When I started at Uni I was convinced there'd been a mistake and I spent the whole of my first year waiting for the tap on the shoulder and the words "Sorry, Jux, we didn't mean you, we meant a different Jux, off you go now". This, despite the admissions officer on our first day, telling us that not one of us was there by mistake; that he didn't make mistakes; that every single one of us was there because we were entitled to be there, had passed all the tests required and were wanted there.

I finally admitted it to some friends sometime in my 3rd year. Every single one of them had spent their first year thinking they weren't really meant to be there either! These were confident, obviously highly intelligent people. We were all in our 30s.

The point is, that you may feel you aren't up to it, but no one else thinks that. You'd soon know about it if they did.

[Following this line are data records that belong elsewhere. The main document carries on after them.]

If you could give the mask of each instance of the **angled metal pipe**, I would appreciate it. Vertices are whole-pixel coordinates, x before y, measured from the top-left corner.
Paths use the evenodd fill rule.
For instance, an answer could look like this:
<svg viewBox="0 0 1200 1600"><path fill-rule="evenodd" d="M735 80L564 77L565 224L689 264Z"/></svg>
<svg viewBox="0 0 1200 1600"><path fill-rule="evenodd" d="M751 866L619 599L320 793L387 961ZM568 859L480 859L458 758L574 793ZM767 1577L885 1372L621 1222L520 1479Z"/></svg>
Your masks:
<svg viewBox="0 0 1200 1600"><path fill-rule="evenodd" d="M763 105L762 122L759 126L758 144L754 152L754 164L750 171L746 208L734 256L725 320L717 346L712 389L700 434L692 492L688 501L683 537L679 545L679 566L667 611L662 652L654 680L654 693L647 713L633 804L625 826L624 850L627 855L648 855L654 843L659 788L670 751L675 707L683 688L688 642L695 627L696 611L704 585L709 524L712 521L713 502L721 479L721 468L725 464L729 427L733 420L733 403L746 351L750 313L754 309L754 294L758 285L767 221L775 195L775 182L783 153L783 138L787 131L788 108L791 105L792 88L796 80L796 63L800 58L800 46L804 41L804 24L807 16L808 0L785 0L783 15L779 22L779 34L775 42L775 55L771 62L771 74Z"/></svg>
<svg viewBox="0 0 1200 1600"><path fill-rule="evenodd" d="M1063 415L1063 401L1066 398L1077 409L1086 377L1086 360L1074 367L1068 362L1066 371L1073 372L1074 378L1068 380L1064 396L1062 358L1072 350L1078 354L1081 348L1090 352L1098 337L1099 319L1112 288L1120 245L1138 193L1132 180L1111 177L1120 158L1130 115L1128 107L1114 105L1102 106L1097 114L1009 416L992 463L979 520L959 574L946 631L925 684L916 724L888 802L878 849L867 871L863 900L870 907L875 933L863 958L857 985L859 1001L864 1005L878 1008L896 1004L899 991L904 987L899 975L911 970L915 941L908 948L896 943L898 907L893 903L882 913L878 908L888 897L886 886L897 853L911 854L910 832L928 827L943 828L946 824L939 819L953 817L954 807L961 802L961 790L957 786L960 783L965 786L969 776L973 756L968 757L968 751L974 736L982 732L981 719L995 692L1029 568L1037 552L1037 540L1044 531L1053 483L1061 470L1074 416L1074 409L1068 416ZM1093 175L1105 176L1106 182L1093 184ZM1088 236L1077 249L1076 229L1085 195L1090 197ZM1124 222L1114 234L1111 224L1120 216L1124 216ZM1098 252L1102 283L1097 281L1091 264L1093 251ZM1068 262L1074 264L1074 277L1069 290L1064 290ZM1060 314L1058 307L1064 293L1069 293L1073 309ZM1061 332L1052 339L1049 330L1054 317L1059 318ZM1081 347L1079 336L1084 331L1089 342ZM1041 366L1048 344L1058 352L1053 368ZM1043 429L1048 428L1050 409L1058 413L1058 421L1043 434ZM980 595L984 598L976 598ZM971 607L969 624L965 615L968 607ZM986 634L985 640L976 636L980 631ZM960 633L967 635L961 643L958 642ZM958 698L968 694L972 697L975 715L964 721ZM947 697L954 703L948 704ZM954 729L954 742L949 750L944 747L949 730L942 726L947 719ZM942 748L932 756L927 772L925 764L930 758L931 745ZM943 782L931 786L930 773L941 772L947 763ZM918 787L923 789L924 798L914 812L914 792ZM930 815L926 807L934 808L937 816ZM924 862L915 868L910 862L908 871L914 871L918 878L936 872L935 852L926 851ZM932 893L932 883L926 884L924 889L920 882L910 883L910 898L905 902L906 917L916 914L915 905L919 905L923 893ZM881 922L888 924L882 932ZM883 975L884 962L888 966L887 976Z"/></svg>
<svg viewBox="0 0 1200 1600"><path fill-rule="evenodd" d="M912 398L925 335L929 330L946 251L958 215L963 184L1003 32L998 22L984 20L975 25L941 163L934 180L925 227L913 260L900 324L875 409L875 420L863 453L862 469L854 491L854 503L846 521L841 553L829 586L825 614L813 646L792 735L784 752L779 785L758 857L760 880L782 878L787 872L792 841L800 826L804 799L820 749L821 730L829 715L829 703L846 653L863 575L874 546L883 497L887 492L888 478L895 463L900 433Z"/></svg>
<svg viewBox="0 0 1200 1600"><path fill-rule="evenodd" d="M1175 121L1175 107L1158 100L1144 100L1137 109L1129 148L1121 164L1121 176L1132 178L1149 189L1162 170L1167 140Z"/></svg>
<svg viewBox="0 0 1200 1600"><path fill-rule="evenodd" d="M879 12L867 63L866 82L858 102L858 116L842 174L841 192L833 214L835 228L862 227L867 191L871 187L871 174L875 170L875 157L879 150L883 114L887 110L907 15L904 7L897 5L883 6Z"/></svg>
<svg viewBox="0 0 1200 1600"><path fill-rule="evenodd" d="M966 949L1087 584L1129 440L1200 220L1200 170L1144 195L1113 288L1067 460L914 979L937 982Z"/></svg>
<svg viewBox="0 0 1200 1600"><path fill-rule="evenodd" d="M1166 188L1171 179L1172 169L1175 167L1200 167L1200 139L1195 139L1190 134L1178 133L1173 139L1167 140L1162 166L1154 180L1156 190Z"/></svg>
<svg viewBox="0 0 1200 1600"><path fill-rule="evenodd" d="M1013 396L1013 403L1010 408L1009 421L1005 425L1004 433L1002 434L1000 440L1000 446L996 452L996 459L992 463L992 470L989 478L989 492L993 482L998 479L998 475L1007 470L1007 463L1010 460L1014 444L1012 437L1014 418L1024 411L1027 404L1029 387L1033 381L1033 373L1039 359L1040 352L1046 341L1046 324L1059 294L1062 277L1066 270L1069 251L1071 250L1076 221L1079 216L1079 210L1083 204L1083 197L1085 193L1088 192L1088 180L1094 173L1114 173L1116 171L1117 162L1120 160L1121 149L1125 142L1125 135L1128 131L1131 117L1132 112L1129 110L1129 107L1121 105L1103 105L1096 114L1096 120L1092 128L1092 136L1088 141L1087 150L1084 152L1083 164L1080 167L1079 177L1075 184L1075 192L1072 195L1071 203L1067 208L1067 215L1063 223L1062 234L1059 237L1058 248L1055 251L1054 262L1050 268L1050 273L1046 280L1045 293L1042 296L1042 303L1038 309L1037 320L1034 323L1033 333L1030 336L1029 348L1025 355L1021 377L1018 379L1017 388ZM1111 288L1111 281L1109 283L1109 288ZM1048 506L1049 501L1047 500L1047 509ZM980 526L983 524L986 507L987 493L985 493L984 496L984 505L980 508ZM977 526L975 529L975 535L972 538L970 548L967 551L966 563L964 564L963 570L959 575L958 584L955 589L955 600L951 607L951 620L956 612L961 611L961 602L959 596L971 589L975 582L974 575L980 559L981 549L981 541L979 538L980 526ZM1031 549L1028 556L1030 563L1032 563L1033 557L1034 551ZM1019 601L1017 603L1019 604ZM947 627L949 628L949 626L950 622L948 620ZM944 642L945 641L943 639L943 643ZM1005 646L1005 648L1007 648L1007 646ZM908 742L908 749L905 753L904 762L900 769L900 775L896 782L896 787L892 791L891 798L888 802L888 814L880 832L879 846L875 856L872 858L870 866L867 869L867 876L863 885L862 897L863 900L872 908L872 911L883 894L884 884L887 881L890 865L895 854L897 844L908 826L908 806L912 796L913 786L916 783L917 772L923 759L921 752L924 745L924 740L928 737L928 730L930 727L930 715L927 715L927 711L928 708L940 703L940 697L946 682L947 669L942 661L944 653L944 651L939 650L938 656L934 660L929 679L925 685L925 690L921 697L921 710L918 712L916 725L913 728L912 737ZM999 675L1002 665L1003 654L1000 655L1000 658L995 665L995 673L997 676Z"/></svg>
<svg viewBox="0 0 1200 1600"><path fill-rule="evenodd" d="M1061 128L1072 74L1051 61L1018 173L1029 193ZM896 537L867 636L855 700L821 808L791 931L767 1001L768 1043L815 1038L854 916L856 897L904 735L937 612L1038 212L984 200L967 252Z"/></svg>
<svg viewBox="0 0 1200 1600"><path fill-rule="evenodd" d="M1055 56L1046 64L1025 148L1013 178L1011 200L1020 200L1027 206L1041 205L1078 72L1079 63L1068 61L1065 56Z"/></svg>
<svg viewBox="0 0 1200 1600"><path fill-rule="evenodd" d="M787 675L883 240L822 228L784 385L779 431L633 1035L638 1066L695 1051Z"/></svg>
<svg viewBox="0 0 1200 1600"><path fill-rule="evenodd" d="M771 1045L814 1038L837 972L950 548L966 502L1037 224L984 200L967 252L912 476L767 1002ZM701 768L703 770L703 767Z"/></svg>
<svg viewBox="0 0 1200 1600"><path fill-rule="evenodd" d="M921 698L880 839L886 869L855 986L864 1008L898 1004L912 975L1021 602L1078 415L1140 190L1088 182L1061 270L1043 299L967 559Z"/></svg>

And you have no way of knowing whether they don't all feel that they are lacking and not up to it, either.

I think that just by doing the job, you will prove to yourself that you're fit for it. What you may need to decide (a bit further down the line) is whether it is fit for you, whether you find it satisfying and challenging enough for you, whether it is good enough for you, whether you want to do it or want to do something else.

That all comes later, though. In the meantime, continue to do your job, continue to show yourself that you can do your job; tell yourself that most likely a lot of the others feel the same as you. They may put on hard fronts, but I bet loads of them are jelly underneath.